By personal correspondence with Eric Roosendaal I found that this ongoing BOINC project is meant to disprove the Collatz conjecture by trying to find a counter-example.
The project started off in the middle of nowhere, at $2^{71}$ apparently, without specifying any arguments
why this was chosen or why this would be a sensible point to use. It looks like they have reached roughly $2^{72.3}$ or so.
No info is given as to whether all numbers up to that limit have indeed be checked.
As of August 2019, I am also aware of another ongoing project [2] by Eric Roosendaal. All numbers up to $2^{60} \approx 10^{18}$ have been checked for convergence.
In 2017, the yoyo@home project [3] [4] checked for convergence all numbers up to $10^{20} \approx 2^{66.4}$.
The paper by Tomás Oliveira e Silva [5] from 2010 claims that the author verified the conjecture up to $2^{62.3} \approx 5.76 \times 10^{18}$. Source: Tomás Oliveira e Silva, "Empirical Verification of the 3x+1 and Related Conjectures." In "The Ultimate Challenge: The 3x+1 Problem," (edited by Jeffrey C. Lagarias), pp. 189-207, American Mathematical Society, 2010.
The page [6] by Tomás Oliveira e Silva states that, in 2009, they verified the conjecture up to $2^{62.3}$.
Earlier, in 2008, Tomás Oliveira e Silva [6] tested all numbers below $19\times 2^{58}$.
Much earlier, in 1992, Leavens and Vermeulen verified the convergence for all numbers below $5.6 \times 10^{13} \approx 2^{45.67}$. Source: Leavens, G. T. and Vermeulen, M. "3x+1 Search Programs." Comput. Math. Appl. 24, 79-99, 1992.

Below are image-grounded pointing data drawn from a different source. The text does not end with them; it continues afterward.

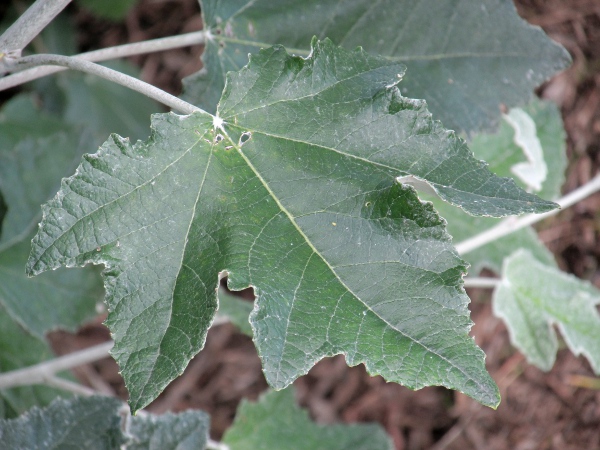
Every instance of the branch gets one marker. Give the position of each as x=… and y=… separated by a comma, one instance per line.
x=42, y=372
x=513, y=224
x=119, y=51
x=481, y=282
x=27, y=27
x=112, y=75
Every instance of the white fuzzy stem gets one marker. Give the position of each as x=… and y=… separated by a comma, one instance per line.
x=481, y=282
x=513, y=224
x=42, y=372
x=29, y=25
x=112, y=75
x=104, y=54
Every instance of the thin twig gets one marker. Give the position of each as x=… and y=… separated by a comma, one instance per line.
x=112, y=75
x=214, y=445
x=25, y=28
x=104, y=54
x=40, y=373
x=513, y=224
x=481, y=282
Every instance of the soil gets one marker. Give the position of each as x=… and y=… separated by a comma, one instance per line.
x=553, y=410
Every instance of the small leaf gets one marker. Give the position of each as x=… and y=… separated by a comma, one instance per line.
x=465, y=57
x=276, y=422
x=19, y=349
x=290, y=190
x=533, y=297
x=100, y=423
x=82, y=423
x=502, y=153
x=184, y=431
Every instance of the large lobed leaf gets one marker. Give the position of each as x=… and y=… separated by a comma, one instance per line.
x=291, y=191
x=502, y=153
x=36, y=150
x=533, y=297
x=465, y=57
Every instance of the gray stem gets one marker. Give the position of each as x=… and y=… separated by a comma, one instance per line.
x=112, y=75
x=513, y=224
x=119, y=51
x=28, y=26
x=40, y=373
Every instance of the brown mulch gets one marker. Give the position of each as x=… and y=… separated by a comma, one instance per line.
x=538, y=411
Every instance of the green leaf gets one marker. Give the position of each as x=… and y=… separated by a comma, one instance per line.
x=100, y=423
x=533, y=297
x=35, y=151
x=465, y=57
x=19, y=349
x=184, y=431
x=109, y=9
x=63, y=299
x=343, y=259
x=276, y=422
x=30, y=171
x=81, y=423
x=235, y=309
x=502, y=153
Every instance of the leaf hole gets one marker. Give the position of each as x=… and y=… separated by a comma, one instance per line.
x=245, y=137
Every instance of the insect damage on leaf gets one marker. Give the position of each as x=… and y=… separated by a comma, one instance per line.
x=293, y=193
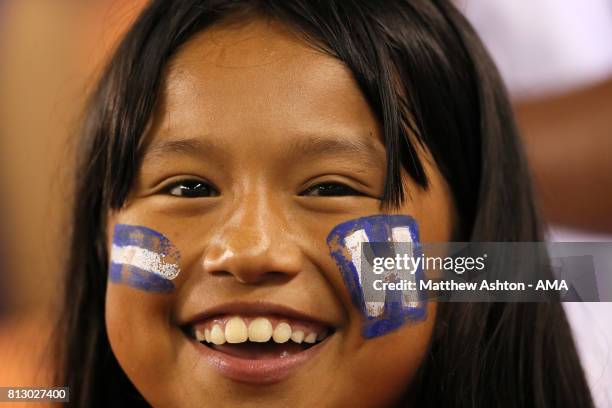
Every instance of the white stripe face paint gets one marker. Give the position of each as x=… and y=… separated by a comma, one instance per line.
x=144, y=259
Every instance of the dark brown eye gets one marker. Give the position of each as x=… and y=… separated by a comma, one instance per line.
x=191, y=189
x=331, y=190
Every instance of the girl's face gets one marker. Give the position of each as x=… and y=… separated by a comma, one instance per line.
x=259, y=147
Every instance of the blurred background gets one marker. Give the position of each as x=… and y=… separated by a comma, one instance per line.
x=554, y=55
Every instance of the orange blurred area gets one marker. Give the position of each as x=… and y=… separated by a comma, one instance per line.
x=51, y=53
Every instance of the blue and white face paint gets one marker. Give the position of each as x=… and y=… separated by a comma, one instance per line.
x=144, y=259
x=352, y=245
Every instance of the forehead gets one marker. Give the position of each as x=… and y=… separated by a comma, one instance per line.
x=256, y=75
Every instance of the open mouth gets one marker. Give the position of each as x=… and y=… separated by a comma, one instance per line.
x=262, y=348
x=258, y=337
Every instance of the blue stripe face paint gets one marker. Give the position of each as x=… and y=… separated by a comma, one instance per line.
x=354, y=244
x=143, y=259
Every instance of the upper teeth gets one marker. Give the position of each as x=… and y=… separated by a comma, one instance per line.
x=259, y=330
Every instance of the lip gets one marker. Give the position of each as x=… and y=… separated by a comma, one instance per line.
x=260, y=308
x=257, y=371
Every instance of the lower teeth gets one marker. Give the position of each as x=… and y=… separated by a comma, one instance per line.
x=260, y=351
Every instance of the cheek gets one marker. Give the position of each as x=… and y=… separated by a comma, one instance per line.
x=383, y=368
x=139, y=333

By the way, the paper [7] from 2019 confirms to me that the largest integer being (consecutively) verified is about $2^{60}$, referring to above sources.
When I put it all together, I get the upper bound $2^{66.4}$.
UPDATE:
From September 2019 to May 2020, my project [8] managed to verify the Collatz conjecture for all numbers below $2^{68}$. So the current upper bound is $2^{68}$.
UPDATE 2:
On December 10, 2021, my ongoing project managed to verify the convergence of all numbers below $2^{69}$. As of October 19, 2022, the current bound is $645 × 2^{60}$ (≈ $2^{69.33}$).
UPDATE 3:
As of July 9, 2023, my project was finally able to verify the validity of the Collatz conjecture for all numbers less than $2^{70}$.
UPDATE 4:
On November 3, 2023, my project verified the validity of the Collatz conjecture for all numbers less than $1.5 \times 2^{70}$ ($= 1536 \times 2^{60}$).
This is the moment when the length of a non-trivial cycle raises to 355 504 839 929.
See the article from Hercher, C. (2023). "There are no Collatz m-cycles with m <= 91" (PDF). Journal of Integer Sequences. 26 (3): Article 23.3.5.